Qualquer média ou grande empresa que preze pelo chamado “compliance” (conjunto de normas e ferramentas de boas práticas corporativas e respeito às leis) possui regras rígidas de contratação de funcionários, fornecedores e prestadores de serviços. Além, claro, das demais questões de ESG (sustentabilidade ambiental, social e governança).

Uma das mais observadas e obedecidas (regras) se refere ao relacionamento profissional ou comercial com parentes diretos de altos executivos ou mesmo responsáveis por setores produtivos da companhia. Via de regra não se contrata, ou se compra, quando o parentesco pode influenciar ou interferir diretamente na escolha.

O leitor e a leitora mais atentos souberam que ontem, domingo (20), o Supremo Tribunal Federal (STF) formou maioria para considerar legal a atuação de magistrados em processos em que parentes – inclusive os de primeiro grau – atuem como advogados. Sim, é isso mesmo, o (a) amigo(a) não entendeu mal, não.

Não há princípio mais caro e necessário à justiça que isenção, imparcialidade. Ora, magistrados são seres humanos e grande parte de suas decisões embasam-se não apenas na letra fria das leis, mas na discricionariedade da interpretação destas, ou seja, no olhar do homem (como espécie) sobre o tema em litígio.

Assim, como afastar a interpessoalidade entre julgador e advogado em caso de parentesco direto? Como fazer para não se levar em conta os argumentos, por exemplo, do marido ou da esposa? A resposta honesta é a da impossibilidade, mas quem está preocupado com isso quando o contracheque e a nota fiscal estão em jogo?

O judiciário brasileiro enfrenta grave crise de confiança e não é à toa. Desde os holofotes sobre a Suprema Corte durante o julgamento do Mensalão, a sociedade descobriu que existem onze capas-pretas, em Brasília, que tudo podem e tudo fazem. Muitas vezes, inclusive, infelizmente, em desacordo com o que prometeram cuidar.

Nos tribunais regionais são recorrentes as notícias de compra e venda de sentenças, muitas vezes envolvendo desembargadores e escritórios de advocacia de familiares diretos ou de colegas de tribunal. Quando pilhados, a punição costuma vir através de uma aposentadoria compulsória e polpudos proventos vitalícios.

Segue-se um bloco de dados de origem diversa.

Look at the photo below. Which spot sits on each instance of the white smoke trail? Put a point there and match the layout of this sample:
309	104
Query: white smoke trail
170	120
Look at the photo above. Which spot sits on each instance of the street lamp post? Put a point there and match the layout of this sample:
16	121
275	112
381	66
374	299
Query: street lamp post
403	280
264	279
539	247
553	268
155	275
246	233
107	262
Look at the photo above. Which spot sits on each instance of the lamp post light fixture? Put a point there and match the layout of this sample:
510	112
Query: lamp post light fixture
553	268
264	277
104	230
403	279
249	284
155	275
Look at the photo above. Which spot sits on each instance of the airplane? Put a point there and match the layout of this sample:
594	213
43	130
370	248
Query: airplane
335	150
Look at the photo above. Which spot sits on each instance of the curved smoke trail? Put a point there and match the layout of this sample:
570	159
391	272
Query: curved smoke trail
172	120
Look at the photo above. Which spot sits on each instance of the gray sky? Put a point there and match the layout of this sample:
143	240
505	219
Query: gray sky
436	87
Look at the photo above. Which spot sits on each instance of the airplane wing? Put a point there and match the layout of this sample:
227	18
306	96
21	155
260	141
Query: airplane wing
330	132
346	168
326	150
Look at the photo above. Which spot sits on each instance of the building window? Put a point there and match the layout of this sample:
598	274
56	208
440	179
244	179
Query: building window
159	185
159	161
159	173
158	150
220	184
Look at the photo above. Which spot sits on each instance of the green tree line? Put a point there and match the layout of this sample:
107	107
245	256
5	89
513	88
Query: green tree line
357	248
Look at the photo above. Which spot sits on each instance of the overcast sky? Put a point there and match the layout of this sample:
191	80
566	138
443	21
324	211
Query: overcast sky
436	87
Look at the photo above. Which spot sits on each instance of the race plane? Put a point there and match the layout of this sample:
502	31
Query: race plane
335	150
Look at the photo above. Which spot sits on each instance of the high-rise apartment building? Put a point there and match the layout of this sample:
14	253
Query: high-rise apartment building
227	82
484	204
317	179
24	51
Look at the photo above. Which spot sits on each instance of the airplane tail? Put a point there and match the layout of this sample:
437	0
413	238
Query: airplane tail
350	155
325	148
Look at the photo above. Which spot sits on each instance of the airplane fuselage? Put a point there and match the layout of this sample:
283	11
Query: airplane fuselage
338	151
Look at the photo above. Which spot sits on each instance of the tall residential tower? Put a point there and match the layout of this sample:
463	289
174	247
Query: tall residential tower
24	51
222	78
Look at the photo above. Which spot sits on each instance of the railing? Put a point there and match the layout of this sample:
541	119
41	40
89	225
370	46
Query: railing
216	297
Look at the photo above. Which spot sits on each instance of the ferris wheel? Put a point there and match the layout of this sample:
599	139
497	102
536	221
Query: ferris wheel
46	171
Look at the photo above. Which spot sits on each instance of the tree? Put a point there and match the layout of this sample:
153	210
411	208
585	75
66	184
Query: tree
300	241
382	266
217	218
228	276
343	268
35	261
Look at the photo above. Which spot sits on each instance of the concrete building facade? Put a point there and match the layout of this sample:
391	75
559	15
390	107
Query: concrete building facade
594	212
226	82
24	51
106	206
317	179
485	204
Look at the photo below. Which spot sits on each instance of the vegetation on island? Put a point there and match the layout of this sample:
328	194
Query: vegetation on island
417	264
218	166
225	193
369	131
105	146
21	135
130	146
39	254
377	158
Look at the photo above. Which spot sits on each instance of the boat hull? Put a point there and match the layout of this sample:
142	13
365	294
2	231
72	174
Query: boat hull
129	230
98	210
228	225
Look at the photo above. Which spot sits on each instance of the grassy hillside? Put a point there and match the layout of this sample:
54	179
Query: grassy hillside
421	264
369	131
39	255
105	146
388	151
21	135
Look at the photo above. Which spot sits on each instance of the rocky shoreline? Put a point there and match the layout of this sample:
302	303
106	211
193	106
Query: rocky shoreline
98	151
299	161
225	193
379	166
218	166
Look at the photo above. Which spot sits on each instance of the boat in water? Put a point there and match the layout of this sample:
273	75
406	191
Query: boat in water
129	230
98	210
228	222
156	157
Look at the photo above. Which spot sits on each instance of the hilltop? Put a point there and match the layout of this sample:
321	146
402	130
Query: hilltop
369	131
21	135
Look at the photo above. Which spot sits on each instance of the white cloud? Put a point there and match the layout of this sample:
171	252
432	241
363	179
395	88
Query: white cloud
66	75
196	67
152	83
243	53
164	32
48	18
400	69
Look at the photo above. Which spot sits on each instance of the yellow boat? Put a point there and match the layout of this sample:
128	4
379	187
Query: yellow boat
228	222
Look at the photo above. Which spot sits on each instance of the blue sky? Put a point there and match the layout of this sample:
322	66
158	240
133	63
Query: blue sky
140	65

A Constituição Federal preconiza que todos são iguais perante a lei, mas eis aí, na decisão da Casa guardiã da Carta, a prova de que, no Brasil, uns são sempre mais iguais que outros. Cristiano Zanin, ex- advogado amigo – ou ex-amigo advogado, tanto faz – do presidente Lula, hoje ministro do STF, votou a favor da legalidade.

Pode ser coincidência, é claro, mas sua esposa é titular de um escritório de advocacia (onde o próprio era sócio) que patrocina, atualmente, quatorze ações no Supremo. Se isso não configura “conflito de interesses” – um processo onde marido e mulher são partes -, sinceramente, não sei mais o que configuraria. Vai ver sou chato demais.